Gewöhnungsbedürftig war, zumindest von aussen, wie die beiden zusammenfanden. Man kennt sich seit über zwanzig Jahren, Spuhler war damals als SVP-Mann in den Nationalrat gewählt worden, Fruithof stieg in die Finanzwelt ein. Doch näher kamen sich die beiden erst 2017, als Spuhler dem gelernten Bauern und langjährigen Banker Fruithof die Führung von Aebi Schmidt antrug, welche seit Jahren in Spuhlers buntem Industrieportfolio lag – und partout nicht in die Gänge kam.
Das Engagement eines Branchenfremden für die Knochenarbeit war ein Wagnis für Spuhler, doch Fruithof sah die Chance, nach vielen Jahren und sicherem Spitzenlohn im Corporate Banking unter Chefs wie Brady Dougan und Boris Collardi vom Angestelltensein ins Unternehmertum zu wechseln. Mit 6 Prozent an Aebi Schmidt war er zumindest ein Kleineigentümer. Einen Bezug zu den rot gefärbten Landmaschinen hatte der gelernte Bauer auch, zudem war er mit Investments und Firmenkrediten bestens vertraut.
Umzug von Zürich nach Zug
Am Schluss profitieren alle: Die Kotierung in den USA verleiht der Firma im dynamischen Hauptmarkt mehr Visibilität und – neben Synergien – hoffentlich weitere Aufträge. Die neue Firma dürfte nach der Fusion nächsten Sommer gegen 2 Milliarden Dollar an Marktwert wiegen, womit die Beteiligung von Spuhler gegen 700 Millionen betragen würde, jene von Fruithof rund 60 Millionen.

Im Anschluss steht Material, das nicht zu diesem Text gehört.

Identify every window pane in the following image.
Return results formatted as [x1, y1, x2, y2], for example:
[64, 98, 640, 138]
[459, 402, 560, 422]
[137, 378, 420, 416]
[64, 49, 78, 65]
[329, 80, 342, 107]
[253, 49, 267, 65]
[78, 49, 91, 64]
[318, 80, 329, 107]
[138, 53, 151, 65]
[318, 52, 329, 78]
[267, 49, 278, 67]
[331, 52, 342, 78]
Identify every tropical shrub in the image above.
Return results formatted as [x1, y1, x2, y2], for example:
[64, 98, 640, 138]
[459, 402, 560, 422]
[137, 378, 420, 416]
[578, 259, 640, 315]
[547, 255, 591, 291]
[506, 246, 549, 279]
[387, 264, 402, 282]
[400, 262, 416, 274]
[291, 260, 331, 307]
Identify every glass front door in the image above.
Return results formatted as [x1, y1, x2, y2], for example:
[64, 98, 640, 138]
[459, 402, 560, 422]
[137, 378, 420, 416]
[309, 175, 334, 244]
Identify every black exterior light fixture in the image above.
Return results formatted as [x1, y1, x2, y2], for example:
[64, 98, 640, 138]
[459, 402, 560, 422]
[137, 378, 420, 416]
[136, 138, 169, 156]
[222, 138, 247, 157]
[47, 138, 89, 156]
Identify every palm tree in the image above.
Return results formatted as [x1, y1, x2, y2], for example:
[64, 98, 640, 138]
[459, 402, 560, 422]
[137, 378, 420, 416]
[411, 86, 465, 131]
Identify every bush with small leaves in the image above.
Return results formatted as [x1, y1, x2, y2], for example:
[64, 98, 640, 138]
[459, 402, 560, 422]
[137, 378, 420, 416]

Und weil die Firma ohne teures IPO nun direkt via Übernahme zu einem Börsenlisting in New York kommt, sind Dividendenausschüttungen weniger rigide reglementiert. Das sind Good News für Investoren und Investorinnen mit Ambitionen. Und das hilft womöglich auch etwas bei der Steueroptimierung. Fruithof ist gemäss Handelsregister vor ein paar Monaten vom Kanton Zürich in den steuermilden Kanton Zug umgezogen.